Reduced Elevation Spatial Resolution
Further exploration of the designated 2x channels for elevation in the channel-bed Dolby Atmos workflows shows that we have even less of the virtual vector space available for
spatial audio mixing. Any input sources panned with
>0 elevation starts distributing signal to those 2x elevation channels, meaning there is very little directional isolation for any elevated sources. This seems to really derive from the fact that this system is intended for distributed loudspeaker soundsystems (in theaters), but when we use this for virtual
spatial audio mixing this is a huge limitation, especially for headphone targeted content.
Channel-Bed Panning and Object-Bed Panning
Having a split system multichannel format might have some advantages, however Dolby Atmos’s implementation of this seems to cause more harm than good, we find a lot of user confusion on the panning spaces of the object-bed vs the channel-bed, the UI for tools focused around Dolby Atmos tends to lead a user to believe they are different, but they seem to have the same end effect after runtime playback. We also find that having this split causes a ton of issues for developers building interpretations of playback, the fact that it is left open ended around a proprietary and unforgiving channel-bed shape, combined with an object-bed that should be more straightforward but is not, and in fact requires proprietary runtime room modeling processes; will cause a fractured playback landscape for just Dolby Atmos content.
We have seen some confusion from audio professionals using Dolby Atmos and their own developed UI, these might be minor but have cause massive loss of confidence during mixing and producing stages.
- The Dolby Atmos Renderer UI has a larger distance in front/back display than the panners or Music Panner, this has cause confusion while mixing, expecting alterations in front to back sound panning relationships when it is just a mistake in the UI draw (yet another holdback from the theater workflow).
- The non-theater UI in the Dolby Atmos Renderer shows a negative elevation space whne there in fact Dolby Atmos does not support this in panning.
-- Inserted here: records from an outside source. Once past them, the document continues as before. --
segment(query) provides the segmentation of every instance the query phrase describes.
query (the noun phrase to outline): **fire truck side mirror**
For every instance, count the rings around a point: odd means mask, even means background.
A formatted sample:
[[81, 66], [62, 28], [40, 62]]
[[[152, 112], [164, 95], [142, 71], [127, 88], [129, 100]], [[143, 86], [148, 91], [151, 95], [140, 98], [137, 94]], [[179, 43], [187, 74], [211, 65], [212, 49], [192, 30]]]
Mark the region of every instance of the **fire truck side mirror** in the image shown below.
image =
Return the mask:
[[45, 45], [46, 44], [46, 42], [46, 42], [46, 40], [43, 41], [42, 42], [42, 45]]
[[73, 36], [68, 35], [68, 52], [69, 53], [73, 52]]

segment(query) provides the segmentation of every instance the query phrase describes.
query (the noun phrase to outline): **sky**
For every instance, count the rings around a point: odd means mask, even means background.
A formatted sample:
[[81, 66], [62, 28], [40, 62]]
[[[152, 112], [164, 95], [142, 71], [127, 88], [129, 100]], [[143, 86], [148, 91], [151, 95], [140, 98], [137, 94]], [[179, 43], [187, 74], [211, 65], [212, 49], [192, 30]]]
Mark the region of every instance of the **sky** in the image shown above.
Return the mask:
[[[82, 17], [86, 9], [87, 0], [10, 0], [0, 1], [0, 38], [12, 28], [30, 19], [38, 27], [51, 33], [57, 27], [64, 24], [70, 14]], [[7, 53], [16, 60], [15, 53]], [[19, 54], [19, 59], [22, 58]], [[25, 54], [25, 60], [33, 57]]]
Another UX pain point we found was that while Dolby Atmos tends to follow the recommended structure of the opensource ADM but has its own written metadata that requires developers to build multiple parsers or interpreters. ADM or Audio Definition Model is a standardised metadata model for audio, ideally for any format or custom implementation that needs to further describe what each channel of audio represents (for example object audio formats). We have been working on conversion tools for all object audio formats and find this to be an unnecessary pain point by having a proprietary metadata style within the
All said and done a user can expect to deliver a Dolby Atmos Master file that includes double to triple digits of audio channels, even when only a few of those channels actually contain audio data. We have found that just any object layer will require the format to zero out the entire length of the project an empty audio channel, this is a tremendous increase in file size for no benefit at all. There can be a ton of optimizations made in this field, but even if all those were applied we are still discussing a channel-based multichannel format that has more channels and less directional soundfield resolution than any other pre-rendered
spatial audio format existing.
We plan on expanding on this post with file size examples compared to spatial soundfield resolution.